Examples of Prescriptive Sabermetrics: Exit Velocity, Throw Speed, Spin Rate, Pitch Tilt
Acknowledging that different types of sabermetrics serve different types of purposes is crucial to understand the new look of baseball knowledge itself, as numbers are often meaningless without context. Being able to differentiate the types provides context, which should be able to eliminate some erroneous or misguided evaluations. Descriptive sabermetrics describe the actual value that happened on the field, which can help in evaluating two players against each other in a season. Predictive sabermetrics attempt to predict what should have and will likely happen, trying to bring some certainty in arguments about the future. Perspective sabermetrics showcase the underlying quantifiable causes of the ability to produce value, proving beneficial in evaluating player potential with limited statistics or identifying problems. These types provide a great outline for the goals of sabermetrics - to describe, predict, or prescribe.
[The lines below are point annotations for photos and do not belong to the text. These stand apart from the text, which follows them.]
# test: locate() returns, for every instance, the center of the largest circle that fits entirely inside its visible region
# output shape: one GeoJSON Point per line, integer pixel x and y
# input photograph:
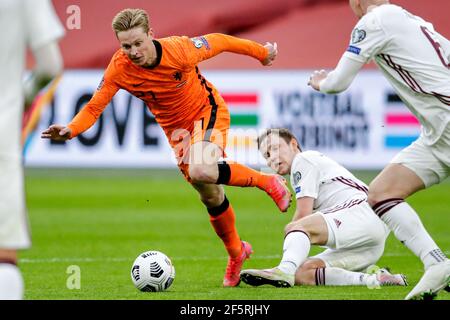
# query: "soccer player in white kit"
{"type": "Point", "coordinates": [34, 24]}
{"type": "Point", "coordinates": [332, 211]}
{"type": "Point", "coordinates": [415, 59]}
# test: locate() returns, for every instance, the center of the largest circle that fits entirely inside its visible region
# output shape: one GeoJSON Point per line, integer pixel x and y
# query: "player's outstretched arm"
{"type": "Point", "coordinates": [304, 208]}
{"type": "Point", "coordinates": [272, 53]}
{"type": "Point", "coordinates": [210, 45]}
{"type": "Point", "coordinates": [339, 79]}
{"type": "Point", "coordinates": [56, 132]}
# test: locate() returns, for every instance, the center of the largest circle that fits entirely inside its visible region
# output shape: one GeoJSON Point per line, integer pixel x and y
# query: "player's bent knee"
{"type": "Point", "coordinates": [305, 276]}
{"type": "Point", "coordinates": [201, 174]}
{"type": "Point", "coordinates": [212, 199]}
{"type": "Point", "coordinates": [295, 226]}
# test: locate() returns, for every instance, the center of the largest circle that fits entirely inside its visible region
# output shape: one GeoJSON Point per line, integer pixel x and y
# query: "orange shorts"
{"type": "Point", "coordinates": [211, 125]}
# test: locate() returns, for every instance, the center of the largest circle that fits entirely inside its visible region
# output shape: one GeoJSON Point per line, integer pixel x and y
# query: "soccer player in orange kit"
{"type": "Point", "coordinates": [164, 74]}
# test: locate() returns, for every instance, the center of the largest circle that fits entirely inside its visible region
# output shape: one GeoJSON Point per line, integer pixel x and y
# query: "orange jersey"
{"type": "Point", "coordinates": [173, 89]}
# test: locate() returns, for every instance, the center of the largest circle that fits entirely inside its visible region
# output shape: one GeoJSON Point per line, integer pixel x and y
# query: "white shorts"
{"type": "Point", "coordinates": [430, 163]}
{"type": "Point", "coordinates": [356, 238]}
{"type": "Point", "coordinates": [14, 230]}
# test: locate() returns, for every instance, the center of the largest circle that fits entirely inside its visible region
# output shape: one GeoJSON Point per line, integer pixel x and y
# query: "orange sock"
{"type": "Point", "coordinates": [235, 174]}
{"type": "Point", "coordinates": [223, 219]}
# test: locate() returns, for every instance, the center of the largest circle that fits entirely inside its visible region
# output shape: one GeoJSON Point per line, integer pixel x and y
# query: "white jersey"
{"type": "Point", "coordinates": [23, 23]}
{"type": "Point", "coordinates": [414, 58]}
{"type": "Point", "coordinates": [331, 185]}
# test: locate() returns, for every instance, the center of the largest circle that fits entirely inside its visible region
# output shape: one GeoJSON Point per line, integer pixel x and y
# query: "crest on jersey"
{"type": "Point", "coordinates": [297, 177]}
{"type": "Point", "coordinates": [200, 42]}
{"type": "Point", "coordinates": [100, 85]}
{"type": "Point", "coordinates": [358, 35]}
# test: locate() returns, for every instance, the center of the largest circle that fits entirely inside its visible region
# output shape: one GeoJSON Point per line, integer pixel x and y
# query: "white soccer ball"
{"type": "Point", "coordinates": [152, 271]}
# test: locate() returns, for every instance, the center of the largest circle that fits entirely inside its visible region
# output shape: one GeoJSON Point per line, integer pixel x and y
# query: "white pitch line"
{"type": "Point", "coordinates": [123, 259]}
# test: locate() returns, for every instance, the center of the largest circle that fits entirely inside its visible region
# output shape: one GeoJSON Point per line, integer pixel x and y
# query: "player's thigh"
{"type": "Point", "coordinates": [354, 227]}
{"type": "Point", "coordinates": [209, 139]}
{"type": "Point", "coordinates": [14, 229]}
{"type": "Point", "coordinates": [414, 168]}
{"type": "Point", "coordinates": [210, 134]}
{"type": "Point", "coordinates": [314, 225]}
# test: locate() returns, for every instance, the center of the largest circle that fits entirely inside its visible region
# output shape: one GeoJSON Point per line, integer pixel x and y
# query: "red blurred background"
{"type": "Point", "coordinates": [309, 33]}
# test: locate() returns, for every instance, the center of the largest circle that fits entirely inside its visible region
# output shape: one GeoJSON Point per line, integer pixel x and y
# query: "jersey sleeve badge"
{"type": "Point", "coordinates": [200, 42]}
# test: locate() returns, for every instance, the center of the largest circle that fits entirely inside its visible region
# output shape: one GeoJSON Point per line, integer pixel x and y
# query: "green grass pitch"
{"type": "Point", "coordinates": [100, 220]}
The examination may appear to be black-and-white, divided by flat lines that directly separate the types… But, I encourage the reader to ignore that type of thought entirely concerning these categories. There are many shades of gray between types, with many statistics overlapping a few. One number may be designated as descriptive or prescriptive, but happen to have predictive qualities in other aspects. The categories are only meant to serve as guidelines, not as strict rules. Any way that it is taken, it is crucial to view a statistic with as open a mind as possible. Know its strengths, know its weaknesses, know its goals - only then, one can make a proper evaluation of what is trying to be found.